Spotlight On Andrew Davis

Action films laced with smarts

October 06, 2006|By Chris Kaltenbach | Chris Kaltenbach,SUN MOVIE CRITIC

Andrew Davis isn't interested in glorifying the military. At least not the part of the military that fights wars and sends people into battle.

Nonetheless his latest film, The Guardian, marches to a military drumbeat of sorts. Its focus is on the U.S. Coast Guard, specifically the Guard's rescue swimmers, whose job is to fish people out of the ocean before time and tide take their deadly toll. The movie, Davis' 14th as a feature-film director, stars Kevin Costner as a mythic rescue swimmer looking to pass the torch, and Ashton Kutcher as a rough-around-the-edges recruit.

Long regarded as one of Hollywood's best action directors, Davis says he wanted to avoid making a film that glorified the military as a fighting force. "I wouldn't have made a movie that waved the flag about how great it was to go to war, absolutely not," he says over the phone from Washington, where he had just finished last-minute preparations for the film's Sept. 7 premiere, a benefit for the Coast Guard Foundation. "My intention was to celebrate people whose lives were there to save other people. ... The Coast Guard represents what I would hope the world views the best of America to be."

Davis started his film career as a cinematographer; in the mid-'70s, he was a key figure in attempts to open up the industry and its unions to young talent, eventually lending his name to a class action lawsuit (Davis et al. vs. IATSE et al.) that did just that. His first film as a director, the low-budget, self-produced Story Island, was released in 1978.

He emerged as something of a thinking-man's action director with 1992's Under Siege, starring Steven Seagal as a ship's cook who single-handedly takes on a boatload of black-market arms merchants. The film, which co-starred Tommy Lee Jones and Erika Eleniak, may be the only entry in its genre: Steven Seagal movies that critics liked.

Davis followed that with his signature film, 1993's The Fugitive, with Harrison Ford as a physician on the run after being falsely accused of murdering his wife and Jones as the federal marshal assigned to catch him. The film not only won a supporting actor Oscar for Jones, but also garnered a nomination for best picture.

Since then, Davis' films have included 1998's A Perfect Murder, a remake of Alfred Hitchcock's Dial M for Murder starring Michael Douglas and Gwyneth Paltrow, and 2002's Collateral Damage, with a vengeful Arnold Schwarzenegger taking on (seemingly) every terrorist in South America. Three years ago, his adaptation of Louis Sachor's Holes, about a boy serving time in a desert prison, achieved two objectives: It introduced Davis to a wider audience (thanks to its youth-friendly PG rating) and it enabled him to work alongside his dad, veteran stage actor Nathan Davis, who was cast in a bit part.

The success of Holes notwithstanding, Davis' reputation as an action director unwilling to sacrifice narrative in favor of blowing more things up remains secure. Striking a balance between action and story doesn't involve any secret formula, Davis insists, just care and determination.

"You try to make the environment very real," he says. "The job I have as a filmmaker is to try and make it seem honest. ... At the same time, people want a little bit of an edge to things, to make it entertaining."

The director also aims to produce films that are a notch above standard shoot-'em-up fare by remaining topical and infusing them with some sense of morality.

"I was a journalism major; I wanted to be Walter Cronkite when I was a kid," Davis says. "I think telling a story that has some content and some social relevance is important. I've tried to do that in the films I've made. The Fugitive was about the manipulations of pharmaceutical companies, The Package was about the Cold War and the military-industrial complex.

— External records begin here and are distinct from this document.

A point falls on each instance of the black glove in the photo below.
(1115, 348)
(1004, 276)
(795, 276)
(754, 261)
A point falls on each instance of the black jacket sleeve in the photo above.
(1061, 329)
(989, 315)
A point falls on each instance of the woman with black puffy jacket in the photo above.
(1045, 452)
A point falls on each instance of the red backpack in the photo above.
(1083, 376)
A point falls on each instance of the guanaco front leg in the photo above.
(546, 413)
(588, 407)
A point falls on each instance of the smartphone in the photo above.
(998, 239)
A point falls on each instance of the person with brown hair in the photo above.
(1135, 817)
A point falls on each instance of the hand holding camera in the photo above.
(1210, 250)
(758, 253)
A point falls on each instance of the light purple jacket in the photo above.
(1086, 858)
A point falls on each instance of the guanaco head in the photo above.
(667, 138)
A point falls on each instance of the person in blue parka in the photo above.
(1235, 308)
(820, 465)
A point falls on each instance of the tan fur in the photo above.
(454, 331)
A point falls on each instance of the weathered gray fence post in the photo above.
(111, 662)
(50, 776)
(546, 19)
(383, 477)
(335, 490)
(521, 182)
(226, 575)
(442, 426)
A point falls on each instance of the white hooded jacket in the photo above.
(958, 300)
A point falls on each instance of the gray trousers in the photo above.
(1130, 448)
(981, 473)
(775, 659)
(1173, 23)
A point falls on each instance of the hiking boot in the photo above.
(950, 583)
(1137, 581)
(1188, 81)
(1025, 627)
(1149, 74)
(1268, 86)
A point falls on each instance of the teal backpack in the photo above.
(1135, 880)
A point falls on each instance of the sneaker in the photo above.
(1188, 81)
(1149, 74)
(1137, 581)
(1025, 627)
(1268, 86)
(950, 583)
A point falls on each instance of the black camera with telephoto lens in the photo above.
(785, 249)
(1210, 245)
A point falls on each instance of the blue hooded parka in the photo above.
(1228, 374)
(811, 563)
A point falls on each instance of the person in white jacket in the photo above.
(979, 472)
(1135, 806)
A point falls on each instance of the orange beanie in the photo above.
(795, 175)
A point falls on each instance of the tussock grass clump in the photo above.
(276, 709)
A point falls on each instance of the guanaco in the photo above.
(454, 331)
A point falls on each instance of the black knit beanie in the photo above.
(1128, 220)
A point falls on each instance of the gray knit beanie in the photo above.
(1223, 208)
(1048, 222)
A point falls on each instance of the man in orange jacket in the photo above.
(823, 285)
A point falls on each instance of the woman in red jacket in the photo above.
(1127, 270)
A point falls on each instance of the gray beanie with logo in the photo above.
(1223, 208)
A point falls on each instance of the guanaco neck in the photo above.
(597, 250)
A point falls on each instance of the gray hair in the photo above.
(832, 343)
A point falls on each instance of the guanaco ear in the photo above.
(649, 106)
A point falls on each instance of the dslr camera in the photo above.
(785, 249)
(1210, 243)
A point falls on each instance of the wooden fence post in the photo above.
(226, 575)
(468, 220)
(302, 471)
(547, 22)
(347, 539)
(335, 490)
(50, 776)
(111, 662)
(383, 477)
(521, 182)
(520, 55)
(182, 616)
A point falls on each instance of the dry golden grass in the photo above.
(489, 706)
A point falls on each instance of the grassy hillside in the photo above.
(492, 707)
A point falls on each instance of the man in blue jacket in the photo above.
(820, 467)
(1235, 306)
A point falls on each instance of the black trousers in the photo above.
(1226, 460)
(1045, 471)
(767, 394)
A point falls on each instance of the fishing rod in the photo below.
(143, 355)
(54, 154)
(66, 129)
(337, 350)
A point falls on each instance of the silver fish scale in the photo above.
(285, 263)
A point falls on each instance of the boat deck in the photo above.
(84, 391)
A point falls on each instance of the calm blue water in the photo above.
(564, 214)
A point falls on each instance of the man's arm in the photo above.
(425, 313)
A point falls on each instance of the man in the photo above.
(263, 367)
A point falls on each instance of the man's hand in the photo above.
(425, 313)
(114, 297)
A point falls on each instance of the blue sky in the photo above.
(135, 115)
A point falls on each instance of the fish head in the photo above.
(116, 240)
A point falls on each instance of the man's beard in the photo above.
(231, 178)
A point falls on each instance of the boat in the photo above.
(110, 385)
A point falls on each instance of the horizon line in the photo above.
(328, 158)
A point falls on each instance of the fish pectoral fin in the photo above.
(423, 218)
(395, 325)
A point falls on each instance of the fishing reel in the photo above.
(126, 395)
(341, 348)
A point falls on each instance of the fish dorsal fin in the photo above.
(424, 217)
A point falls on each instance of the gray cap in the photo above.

"Even Under Siege was basically a bit of a wink, but it had some [insights] into the dangers of atomic weaponry, and what happens if things get out of control. So there was an underlying `What are we doing here?' comment there, that maybe we shouldn't be playing around with these things. That's what appealed to me."

The Guardian turned out to be even more affected by current events than Davis could have realized. To shoot the movie's ocean-rescue scenes, the filmmakers had a water tank built outside New Orleans -- weeks before Hurricane Katrina hit last summer. The tank was irreparably damaged by the storm, and a new one had to be built in Shreveport, La., northwest of New Orleans. "We were literally being battered by storms in the making of this movie," Davis says.

But Katrina also helped bring much-deserved attention to the film's subjects. Rescue swimmers were called upon to save dozens of lives during the storm, giving them a prominence they have rarely known. "Before Katrina," Davis notes, "nobody even knew who these guys were."

If The Guardian ends up serving as a recruitment poster for the Coast Guard, Davis won't mind.

"I think people want to believe that there's a role for Americans, to be involved in an organization where they have discipline and regimens and routines and ranks, but where they go out and do wonderful things to help people," he says. "If the armies of the world started feeding people and rebuilding houses and protecting people, it would be great."